Cheguei em casa pregado, e minha filha Nicole veio me receber com a notícia:

– Papis (é assim que ela me chama…), a professora pediu para levarmos material de limpeza para a escola, porque lá está faltando…

Nicole estuda na Escola Estadual Fernão Dias, em Pinheiros, uma das chamadas “escola modelo”. Aquela mesma onde o ex-governador Alckmin deu a primeira aula do ano, com transmissão da Globo no SPTV.
Nesta escola estudaram diversos ilustres, mas um deles é emblemático: FERNANDO HENRIQUE CARDOSO, ele mesmo, o emplumado-mor-grão-vizir dos tucanos. É isso: a escola do FHC não tem material de limpeza.
A escola do FHC, quando nela se entra, parece aquelas escolas do Bronx retratadas nos filmes. Paredes pichadas, grades por todas as janelas, alunos dispersos no pátio por falta de aulas. E, agora, falta também material de limpeza.

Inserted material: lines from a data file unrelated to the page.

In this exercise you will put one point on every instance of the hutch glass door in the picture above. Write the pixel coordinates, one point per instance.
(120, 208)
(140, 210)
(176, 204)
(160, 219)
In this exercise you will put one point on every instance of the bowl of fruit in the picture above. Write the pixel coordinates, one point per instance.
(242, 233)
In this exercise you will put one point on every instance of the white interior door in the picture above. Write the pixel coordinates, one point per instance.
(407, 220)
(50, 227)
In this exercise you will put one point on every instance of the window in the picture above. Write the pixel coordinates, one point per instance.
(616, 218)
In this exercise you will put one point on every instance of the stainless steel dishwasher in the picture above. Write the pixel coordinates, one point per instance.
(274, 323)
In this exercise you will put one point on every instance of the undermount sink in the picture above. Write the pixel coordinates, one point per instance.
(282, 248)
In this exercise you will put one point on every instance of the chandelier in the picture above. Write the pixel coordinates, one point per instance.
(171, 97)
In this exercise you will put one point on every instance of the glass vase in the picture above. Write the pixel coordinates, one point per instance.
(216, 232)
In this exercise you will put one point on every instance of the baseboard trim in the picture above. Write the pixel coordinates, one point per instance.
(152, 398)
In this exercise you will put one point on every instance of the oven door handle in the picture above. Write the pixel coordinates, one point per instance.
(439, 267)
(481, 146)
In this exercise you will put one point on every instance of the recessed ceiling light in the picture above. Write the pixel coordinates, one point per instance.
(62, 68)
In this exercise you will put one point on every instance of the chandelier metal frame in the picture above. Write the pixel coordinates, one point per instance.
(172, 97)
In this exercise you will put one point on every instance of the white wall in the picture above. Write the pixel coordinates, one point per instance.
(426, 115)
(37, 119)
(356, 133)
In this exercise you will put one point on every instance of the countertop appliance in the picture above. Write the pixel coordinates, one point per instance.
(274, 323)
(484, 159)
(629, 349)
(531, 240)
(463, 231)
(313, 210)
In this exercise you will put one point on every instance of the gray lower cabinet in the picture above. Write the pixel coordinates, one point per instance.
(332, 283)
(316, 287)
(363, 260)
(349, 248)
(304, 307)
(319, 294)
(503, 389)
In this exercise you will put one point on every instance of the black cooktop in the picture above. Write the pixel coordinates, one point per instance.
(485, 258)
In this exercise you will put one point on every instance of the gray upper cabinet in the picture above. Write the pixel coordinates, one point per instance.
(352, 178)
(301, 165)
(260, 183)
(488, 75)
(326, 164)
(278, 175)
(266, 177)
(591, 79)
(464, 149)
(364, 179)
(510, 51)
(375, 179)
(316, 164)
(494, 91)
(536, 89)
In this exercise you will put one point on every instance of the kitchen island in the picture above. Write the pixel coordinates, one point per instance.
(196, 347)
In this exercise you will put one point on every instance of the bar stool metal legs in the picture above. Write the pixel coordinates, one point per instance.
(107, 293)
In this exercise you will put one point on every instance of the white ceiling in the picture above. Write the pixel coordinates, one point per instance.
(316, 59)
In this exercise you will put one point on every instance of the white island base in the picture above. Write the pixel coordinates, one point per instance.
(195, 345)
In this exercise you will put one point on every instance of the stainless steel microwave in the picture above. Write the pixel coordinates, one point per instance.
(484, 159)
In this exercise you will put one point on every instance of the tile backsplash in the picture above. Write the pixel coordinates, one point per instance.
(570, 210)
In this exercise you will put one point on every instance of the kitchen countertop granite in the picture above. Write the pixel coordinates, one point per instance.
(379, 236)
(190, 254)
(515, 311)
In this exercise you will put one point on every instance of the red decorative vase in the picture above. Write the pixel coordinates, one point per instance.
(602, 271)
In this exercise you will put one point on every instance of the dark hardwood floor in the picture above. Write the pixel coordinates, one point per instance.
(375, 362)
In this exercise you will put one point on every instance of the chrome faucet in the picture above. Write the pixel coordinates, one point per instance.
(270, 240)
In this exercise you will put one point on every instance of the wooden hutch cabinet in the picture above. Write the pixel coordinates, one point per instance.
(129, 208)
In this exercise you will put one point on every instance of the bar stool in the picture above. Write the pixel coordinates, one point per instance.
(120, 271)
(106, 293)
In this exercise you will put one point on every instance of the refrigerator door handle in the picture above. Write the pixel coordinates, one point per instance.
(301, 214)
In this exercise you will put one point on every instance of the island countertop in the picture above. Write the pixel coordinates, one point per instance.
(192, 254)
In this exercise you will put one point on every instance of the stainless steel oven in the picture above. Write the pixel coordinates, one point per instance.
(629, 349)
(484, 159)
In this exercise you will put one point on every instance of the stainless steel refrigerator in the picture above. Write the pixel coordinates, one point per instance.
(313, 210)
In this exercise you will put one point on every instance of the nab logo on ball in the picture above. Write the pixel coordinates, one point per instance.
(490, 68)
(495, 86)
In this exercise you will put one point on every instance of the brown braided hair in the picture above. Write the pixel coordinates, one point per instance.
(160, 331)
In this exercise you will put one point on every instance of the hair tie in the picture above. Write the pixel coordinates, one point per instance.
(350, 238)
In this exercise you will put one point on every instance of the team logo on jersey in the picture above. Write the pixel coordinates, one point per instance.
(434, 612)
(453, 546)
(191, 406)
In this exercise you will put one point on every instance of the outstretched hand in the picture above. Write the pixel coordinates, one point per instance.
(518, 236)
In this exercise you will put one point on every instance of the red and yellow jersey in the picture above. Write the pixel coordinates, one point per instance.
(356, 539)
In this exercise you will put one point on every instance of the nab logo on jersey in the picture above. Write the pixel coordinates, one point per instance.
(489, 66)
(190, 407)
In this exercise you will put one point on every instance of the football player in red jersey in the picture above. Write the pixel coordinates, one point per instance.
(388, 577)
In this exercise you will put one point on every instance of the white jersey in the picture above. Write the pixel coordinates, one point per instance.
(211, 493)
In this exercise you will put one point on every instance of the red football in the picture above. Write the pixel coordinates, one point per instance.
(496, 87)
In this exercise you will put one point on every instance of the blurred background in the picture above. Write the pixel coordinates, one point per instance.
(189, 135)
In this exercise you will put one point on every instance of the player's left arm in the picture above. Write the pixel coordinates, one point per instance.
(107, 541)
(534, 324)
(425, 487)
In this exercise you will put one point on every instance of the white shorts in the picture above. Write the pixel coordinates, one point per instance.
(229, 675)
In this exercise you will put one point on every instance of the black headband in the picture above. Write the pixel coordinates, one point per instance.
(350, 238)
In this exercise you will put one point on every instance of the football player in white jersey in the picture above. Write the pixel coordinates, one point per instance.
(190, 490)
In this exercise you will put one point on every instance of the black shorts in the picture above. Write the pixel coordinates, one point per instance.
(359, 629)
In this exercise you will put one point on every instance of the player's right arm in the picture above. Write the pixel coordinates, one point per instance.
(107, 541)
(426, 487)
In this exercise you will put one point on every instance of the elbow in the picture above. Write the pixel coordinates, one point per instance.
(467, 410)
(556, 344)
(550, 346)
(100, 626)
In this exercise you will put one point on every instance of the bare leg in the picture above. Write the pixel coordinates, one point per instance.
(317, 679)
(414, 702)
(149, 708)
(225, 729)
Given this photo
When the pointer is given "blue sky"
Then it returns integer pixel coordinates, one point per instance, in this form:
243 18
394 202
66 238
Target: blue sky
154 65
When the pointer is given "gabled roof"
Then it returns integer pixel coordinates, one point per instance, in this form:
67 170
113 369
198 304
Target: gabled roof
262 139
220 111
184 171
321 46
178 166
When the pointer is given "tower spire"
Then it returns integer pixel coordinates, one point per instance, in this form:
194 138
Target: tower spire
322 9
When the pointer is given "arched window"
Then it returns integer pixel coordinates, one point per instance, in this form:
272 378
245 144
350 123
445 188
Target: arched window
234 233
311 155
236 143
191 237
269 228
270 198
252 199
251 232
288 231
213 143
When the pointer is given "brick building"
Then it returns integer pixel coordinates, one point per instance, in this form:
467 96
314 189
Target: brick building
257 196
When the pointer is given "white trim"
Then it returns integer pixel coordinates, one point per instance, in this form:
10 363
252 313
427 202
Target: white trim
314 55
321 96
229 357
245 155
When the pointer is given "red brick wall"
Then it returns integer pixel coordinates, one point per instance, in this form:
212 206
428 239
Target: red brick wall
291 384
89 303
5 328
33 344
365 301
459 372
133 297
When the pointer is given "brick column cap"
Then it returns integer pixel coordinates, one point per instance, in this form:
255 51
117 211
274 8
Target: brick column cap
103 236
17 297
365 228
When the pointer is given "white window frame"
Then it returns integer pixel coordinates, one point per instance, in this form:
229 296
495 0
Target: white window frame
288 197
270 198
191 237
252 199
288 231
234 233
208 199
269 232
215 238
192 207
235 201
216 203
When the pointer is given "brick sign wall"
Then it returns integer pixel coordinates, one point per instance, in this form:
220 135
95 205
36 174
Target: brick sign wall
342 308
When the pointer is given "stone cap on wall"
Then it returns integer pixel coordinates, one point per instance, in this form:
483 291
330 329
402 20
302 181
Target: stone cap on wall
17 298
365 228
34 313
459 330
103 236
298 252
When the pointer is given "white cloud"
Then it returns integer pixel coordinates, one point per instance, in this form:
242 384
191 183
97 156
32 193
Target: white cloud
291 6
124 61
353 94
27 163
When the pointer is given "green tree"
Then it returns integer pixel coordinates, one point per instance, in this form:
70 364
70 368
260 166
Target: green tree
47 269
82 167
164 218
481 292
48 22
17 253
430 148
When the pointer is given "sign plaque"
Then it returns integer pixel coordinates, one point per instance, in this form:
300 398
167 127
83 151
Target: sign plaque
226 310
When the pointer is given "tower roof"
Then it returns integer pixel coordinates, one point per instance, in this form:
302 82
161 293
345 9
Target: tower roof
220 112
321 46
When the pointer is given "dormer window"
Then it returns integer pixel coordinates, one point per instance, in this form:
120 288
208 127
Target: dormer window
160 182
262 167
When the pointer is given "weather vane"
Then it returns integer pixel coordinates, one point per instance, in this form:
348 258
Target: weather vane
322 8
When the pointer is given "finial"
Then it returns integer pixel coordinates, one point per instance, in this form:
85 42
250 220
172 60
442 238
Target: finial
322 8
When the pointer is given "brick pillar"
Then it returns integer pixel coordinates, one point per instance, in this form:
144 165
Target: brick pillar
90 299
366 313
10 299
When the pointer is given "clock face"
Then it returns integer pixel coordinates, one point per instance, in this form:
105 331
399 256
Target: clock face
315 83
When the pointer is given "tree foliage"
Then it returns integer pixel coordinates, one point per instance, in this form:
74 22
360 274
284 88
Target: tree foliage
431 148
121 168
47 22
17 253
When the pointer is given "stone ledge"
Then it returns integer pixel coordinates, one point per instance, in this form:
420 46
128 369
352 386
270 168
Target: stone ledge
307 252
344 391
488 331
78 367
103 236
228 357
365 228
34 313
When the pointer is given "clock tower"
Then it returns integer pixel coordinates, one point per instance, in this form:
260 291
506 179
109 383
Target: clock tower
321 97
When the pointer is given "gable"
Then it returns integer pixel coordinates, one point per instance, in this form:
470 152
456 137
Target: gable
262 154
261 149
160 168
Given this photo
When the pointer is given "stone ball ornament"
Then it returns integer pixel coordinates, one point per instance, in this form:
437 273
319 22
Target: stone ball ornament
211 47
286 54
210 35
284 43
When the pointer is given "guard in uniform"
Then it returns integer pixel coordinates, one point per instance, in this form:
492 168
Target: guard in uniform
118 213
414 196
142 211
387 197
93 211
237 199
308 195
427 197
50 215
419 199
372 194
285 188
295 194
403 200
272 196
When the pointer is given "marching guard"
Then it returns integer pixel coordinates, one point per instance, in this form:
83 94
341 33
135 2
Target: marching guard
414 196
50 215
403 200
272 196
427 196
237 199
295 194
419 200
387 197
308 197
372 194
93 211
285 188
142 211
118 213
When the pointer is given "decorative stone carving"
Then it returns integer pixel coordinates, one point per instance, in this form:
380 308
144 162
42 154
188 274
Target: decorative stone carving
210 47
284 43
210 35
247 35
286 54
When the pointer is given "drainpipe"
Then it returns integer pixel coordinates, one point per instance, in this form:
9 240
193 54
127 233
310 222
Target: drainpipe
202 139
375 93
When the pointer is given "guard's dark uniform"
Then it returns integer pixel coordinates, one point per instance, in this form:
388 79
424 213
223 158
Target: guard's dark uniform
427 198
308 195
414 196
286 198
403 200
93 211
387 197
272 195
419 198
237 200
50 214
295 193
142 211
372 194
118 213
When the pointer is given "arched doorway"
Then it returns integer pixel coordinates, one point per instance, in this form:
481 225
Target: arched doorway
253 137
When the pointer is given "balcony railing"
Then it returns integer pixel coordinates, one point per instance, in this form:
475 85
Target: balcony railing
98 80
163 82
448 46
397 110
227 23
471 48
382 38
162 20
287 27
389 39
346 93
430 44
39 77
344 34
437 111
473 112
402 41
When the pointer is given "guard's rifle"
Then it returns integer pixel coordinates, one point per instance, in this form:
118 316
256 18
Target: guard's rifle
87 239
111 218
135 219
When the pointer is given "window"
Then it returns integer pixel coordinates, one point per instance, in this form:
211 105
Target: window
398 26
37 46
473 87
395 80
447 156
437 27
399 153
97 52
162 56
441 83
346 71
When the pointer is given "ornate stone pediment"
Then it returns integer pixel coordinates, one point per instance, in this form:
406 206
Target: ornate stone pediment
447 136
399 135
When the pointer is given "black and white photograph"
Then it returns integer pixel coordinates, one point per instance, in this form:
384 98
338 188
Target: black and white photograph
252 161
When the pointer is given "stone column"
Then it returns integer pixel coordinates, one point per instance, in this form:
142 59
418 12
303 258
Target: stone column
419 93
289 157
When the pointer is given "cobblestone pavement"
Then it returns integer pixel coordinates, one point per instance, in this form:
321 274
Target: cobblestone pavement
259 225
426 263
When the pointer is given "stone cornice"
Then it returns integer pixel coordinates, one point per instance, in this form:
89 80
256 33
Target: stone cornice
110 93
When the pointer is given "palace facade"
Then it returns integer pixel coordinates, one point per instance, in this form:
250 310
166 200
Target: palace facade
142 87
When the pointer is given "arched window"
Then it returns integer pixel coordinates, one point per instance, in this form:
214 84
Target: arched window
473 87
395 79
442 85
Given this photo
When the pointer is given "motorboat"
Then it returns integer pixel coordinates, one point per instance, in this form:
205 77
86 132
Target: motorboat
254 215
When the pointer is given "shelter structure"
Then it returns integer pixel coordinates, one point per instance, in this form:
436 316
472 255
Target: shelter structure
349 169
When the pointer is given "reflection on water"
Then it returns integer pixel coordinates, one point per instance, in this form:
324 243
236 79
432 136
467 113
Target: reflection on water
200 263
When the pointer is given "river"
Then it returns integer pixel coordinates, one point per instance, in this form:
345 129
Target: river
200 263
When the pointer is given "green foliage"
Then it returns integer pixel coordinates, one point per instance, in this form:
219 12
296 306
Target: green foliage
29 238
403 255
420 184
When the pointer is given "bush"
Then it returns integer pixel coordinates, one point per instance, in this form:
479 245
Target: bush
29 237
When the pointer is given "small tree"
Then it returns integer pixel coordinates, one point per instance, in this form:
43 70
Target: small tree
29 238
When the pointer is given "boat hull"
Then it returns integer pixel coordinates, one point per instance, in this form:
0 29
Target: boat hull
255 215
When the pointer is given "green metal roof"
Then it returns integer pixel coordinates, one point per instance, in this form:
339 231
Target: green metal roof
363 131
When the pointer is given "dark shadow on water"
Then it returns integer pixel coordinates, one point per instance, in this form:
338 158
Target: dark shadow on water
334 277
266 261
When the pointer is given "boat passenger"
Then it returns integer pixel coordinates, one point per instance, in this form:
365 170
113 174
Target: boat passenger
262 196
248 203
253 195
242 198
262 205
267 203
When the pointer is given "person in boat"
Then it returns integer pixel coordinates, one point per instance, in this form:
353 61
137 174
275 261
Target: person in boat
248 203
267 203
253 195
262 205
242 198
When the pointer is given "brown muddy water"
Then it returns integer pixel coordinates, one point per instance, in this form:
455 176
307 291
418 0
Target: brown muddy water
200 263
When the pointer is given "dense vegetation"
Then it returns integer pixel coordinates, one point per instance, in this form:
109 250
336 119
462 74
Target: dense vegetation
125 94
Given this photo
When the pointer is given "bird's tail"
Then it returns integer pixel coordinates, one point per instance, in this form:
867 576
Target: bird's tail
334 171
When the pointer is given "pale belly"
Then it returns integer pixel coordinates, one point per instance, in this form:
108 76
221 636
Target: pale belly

Costumo ir às reuniões de pais. Deparo-me com muitos professores visivelmente despreparados, que falam mais errado que o Lula. Sempre pedem a colaboração dos pais, seja com contribuições para a APM, seja com material de consumo (papel para copiadora, por exemplo). Quando recebo um informativo impresso, ele é tão pequeno (para caberem mais exemplares em uma folha) que preciso de lupa para ler alguns. Ou então vêm em linguagem telegráfica (ou de internet, para ser mais moderninho). Todo centímetro é precioso. O velho mimeógrafo a álcool trabalha a todo vapor.
Lá tem uma “sala de informática”, fechada há anos, por conta de um ato de vandalismo (destruição de cabos) não reparado. Meia dúzia de professores e abnegados carregam a escola de FHC, com mais de mil alunos, nas costas.
Leio no Diário de SP que, em Guarulhos, alunos rebelados pela proibição, pela diretoria da escola, de saírem do recinto escolar quando tivessem “aula vaga” – eufemismo para “professor não veio trabalhar” -, simplesmente PROVOCARAM INCÊNDIO E QUEBRA-QUEBRA, bem aos moldes das rebeliões nos presídios insufladas pelo PCC. Já disse isso outra vez, mas não custa repetir: um governo que se jacta de ser o que “mais presídios construiu” e o que “mais prendeu” deveria dizer também que foi o que MAIS BANDIDOS FORMOU. A escola pública de São Paulo é uma pré-FEBEM. Com doze anos de governo, qualquer pessoa séria e competente colocaria a educação paulista nos trilhos.
FHC e sua turma tiveram todo esse tempo para melhorar o ensino público em SP, e o resultado foi este. Paulo Renato, Chalita e quejandos fazem a alegria de Di Gênio & Associados.